I haven't actually taken the 2nd semester of General Chemistry yet, but from my high school experience and my 1st semester of college-level chem experience, I would say that high school helped me out only a little bit. But, like everyone else has said, it depends on your teachers and professors. My high school Chem teacher was a strict prick who didn't know how to teach...he'd yell at us when we didn't ask questions, because he assumed that we would have questions about what he was teaching. When we actually had questions, he would yell at us for asking what he deemed to be stupid questions.
I'm glad that I got out of his class...at least my Chem professor in college doesn't blow up when a student asks a so-called "stupid question"...and he also doesn't get angry when people don't ask questions, because assumes that we understand what he is teaching.

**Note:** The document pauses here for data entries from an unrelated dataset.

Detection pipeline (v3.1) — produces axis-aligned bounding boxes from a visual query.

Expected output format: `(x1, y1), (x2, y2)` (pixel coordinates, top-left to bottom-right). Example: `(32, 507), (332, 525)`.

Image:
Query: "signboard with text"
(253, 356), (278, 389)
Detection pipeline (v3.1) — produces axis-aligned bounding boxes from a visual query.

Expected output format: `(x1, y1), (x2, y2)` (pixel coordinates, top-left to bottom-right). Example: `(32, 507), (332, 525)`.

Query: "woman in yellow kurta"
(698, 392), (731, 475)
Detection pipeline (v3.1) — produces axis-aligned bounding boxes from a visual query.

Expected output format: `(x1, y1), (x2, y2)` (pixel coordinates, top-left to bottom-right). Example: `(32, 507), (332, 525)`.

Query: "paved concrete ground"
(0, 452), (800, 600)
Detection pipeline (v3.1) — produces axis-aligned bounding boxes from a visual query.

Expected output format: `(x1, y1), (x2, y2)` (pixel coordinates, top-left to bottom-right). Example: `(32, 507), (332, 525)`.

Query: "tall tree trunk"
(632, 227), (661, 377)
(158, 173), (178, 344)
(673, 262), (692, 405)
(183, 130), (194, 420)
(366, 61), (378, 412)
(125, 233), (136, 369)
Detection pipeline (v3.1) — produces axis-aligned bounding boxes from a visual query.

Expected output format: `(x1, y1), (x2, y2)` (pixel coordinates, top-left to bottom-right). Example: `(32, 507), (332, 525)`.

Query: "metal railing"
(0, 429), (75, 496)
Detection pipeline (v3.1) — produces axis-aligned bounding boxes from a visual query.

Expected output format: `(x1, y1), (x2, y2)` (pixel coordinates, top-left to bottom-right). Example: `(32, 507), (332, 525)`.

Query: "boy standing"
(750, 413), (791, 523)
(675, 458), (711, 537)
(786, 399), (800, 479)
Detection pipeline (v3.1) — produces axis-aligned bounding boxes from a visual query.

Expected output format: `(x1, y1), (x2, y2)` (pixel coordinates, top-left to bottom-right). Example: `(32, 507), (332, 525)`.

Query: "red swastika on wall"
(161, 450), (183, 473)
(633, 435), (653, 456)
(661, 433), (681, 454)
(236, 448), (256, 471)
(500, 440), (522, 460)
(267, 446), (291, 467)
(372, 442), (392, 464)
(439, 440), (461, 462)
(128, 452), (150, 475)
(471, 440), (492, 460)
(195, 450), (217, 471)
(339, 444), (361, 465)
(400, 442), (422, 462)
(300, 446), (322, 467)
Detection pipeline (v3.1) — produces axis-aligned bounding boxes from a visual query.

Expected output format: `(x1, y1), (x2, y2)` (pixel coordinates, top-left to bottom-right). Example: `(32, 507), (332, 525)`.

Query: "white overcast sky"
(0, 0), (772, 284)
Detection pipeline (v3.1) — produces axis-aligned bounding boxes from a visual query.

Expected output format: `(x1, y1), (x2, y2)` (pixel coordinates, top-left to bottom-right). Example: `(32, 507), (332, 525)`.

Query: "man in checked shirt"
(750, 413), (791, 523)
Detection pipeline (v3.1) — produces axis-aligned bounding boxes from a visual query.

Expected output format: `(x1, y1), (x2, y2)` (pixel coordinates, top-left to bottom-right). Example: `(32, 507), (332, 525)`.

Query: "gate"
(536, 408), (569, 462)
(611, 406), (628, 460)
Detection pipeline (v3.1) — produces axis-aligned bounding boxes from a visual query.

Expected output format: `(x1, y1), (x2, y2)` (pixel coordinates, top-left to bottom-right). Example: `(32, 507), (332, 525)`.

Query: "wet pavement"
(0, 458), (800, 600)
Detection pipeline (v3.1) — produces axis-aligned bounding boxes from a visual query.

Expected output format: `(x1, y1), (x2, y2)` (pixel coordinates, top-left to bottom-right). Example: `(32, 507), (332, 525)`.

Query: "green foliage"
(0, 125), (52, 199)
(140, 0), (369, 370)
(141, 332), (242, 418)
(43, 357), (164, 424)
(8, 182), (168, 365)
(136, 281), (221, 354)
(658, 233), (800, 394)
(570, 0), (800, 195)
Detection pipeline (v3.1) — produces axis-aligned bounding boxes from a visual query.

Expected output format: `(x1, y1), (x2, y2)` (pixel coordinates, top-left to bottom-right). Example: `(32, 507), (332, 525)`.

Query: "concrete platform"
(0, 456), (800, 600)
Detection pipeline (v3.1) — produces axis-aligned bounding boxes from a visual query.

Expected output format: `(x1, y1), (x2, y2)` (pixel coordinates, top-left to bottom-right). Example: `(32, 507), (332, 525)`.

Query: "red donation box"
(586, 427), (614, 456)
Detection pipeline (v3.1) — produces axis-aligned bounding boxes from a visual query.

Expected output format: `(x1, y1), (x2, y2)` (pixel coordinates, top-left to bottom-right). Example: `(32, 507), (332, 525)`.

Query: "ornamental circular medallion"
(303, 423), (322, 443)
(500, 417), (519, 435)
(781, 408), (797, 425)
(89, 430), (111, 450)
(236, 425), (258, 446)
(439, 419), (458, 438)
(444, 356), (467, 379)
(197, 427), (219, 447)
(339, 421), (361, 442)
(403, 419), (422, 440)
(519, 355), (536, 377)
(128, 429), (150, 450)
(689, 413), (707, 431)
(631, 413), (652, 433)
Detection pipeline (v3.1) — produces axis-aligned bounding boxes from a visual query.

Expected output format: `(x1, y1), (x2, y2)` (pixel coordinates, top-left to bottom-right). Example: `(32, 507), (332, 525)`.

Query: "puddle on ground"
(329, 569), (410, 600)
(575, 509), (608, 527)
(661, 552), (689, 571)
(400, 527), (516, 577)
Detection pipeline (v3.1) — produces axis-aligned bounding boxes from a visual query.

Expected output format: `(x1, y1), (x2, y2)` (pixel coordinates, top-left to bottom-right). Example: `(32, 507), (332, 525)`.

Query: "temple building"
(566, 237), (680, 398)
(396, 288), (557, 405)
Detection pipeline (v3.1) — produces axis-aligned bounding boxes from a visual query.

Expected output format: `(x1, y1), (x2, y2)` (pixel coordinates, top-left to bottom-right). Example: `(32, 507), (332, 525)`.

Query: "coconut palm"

High school level chem...I probably wouldn't have needed much of that to learn college-level chem. I mean, what I am learning now is so easy and the grading scale is 80% and above is an A, 70% and above is a B, 55% and above is a C...so far, I'm getting an A- on this grading scale. Basically, if you're well-versed in basic algebra, then the only hard part comes in identifying what the questions ask on an exam...mole-mass-number conversions, titrations, limiting reactant, etc.
So, basically, from my experience, college-level chem doesn't require you to remember everything from high school, though I bet that it helps a lot...I got a D in high school chem and forgot almost everything I learned, and if my current chem prof was using the traditional grading scale, I'd be getting a B- from exams alone, though I bet that my homework assignments and lab work would probably bring that up to a B.